If you want to read more about this, here’s an old, but still very good blog post about how our minds are geared away from creativity – with some techniques about how to trick ourselves out of this.


If you’ve built something once, you shouldn’t have to do it again. The code already exists. 

Repetition can be damaging

In addition to a lack of creativity, repetition means you:

  • lose time
  • get bored
  • become demotivated
  • lose focus
  • make errors
  • feel unhappy

Repetition in tech

It’s easy to see how repetition happens in tech. We think ‘I’ve solved this problem before. I’ll just do the same thing again here.’ 


If you’ve built something once, you shouldn’t have to do it again. The code already exists. 

As a digital service, being open and sharing our code is one of our core principles. The more we offer solutions to our team members and contemporaries, the more we learn from each other and make things better.

If we avoid repetition, we save time, and that means more time to create other amazing things.

WordPress is used by 25% of websites around the world

When automation is needed – an example using WordPress

In 2017, we created a website for LGSS shared services with WordPress as our Content Management System (CMS).

WordPress is used by 25% of websites globally, and for good reason. It’s easy to use and has flexible and high-powered functionality.

But WordPress is still primarily a self-hosted blogging tool. It can get stubborn when catering for large amounts of web traffic – exactly what we needed it to do on the LGSS website.

One way to get round this would be to command WordPress to use multiple servers during periods of high traffic. But this isn’t as easy as it should be.

WordPress hosts your web images in an internal gallery. So, when replicating itself across two servers, all images are duplicated and carried over to the new server. By hosting a duplicate set of images, each new server is wasting space and processing power.

The solution?

We found it would be much more efficient to host images on a cloud storage platform like Google Cloud or Dropbox. Then ask WordPress to collect the data from this platform when it needs to show the images.

It’s a solid work around but a pain to implement every time we want to create a high traffic website supported by WordPress (of which there may be many)

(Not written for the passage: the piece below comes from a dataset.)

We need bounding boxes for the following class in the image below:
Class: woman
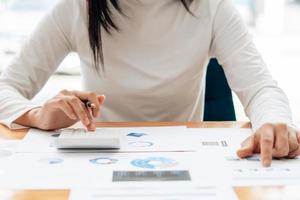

We wanted a version of WordPress that will do the work around by itself, every time we use it. A perfect case for automation.

Support your team with automation

While repetition wastes time we often – ironically – are too pressed for time to justify automation. Maybe we’re in the middle of a sprint and just want to solve the problem at hand. Maybe we’re juggling more than one project and don’t have the headspace to deal with it.

At LGSS Digital, we empowered one of our developers, James Pickett, to become our Development Operations Engineer.

James’ job is basically to have free time.

While this sounds a little crazy, James supports the team by automating anything that will help the team to work more efficiently. If he does his job well, everything that can be automated will be, and he won’t need to do anything other than be available for the next need.

This means that the rest of the team – caffeinated up to their eyeballs, tapping away furiously in the darkness of codeland – can continue their flow without ever repeating themselves or losing vital project time.

Committing a staff member to automation might sound excessive to you, but things have been running a lot smoother since James has been around.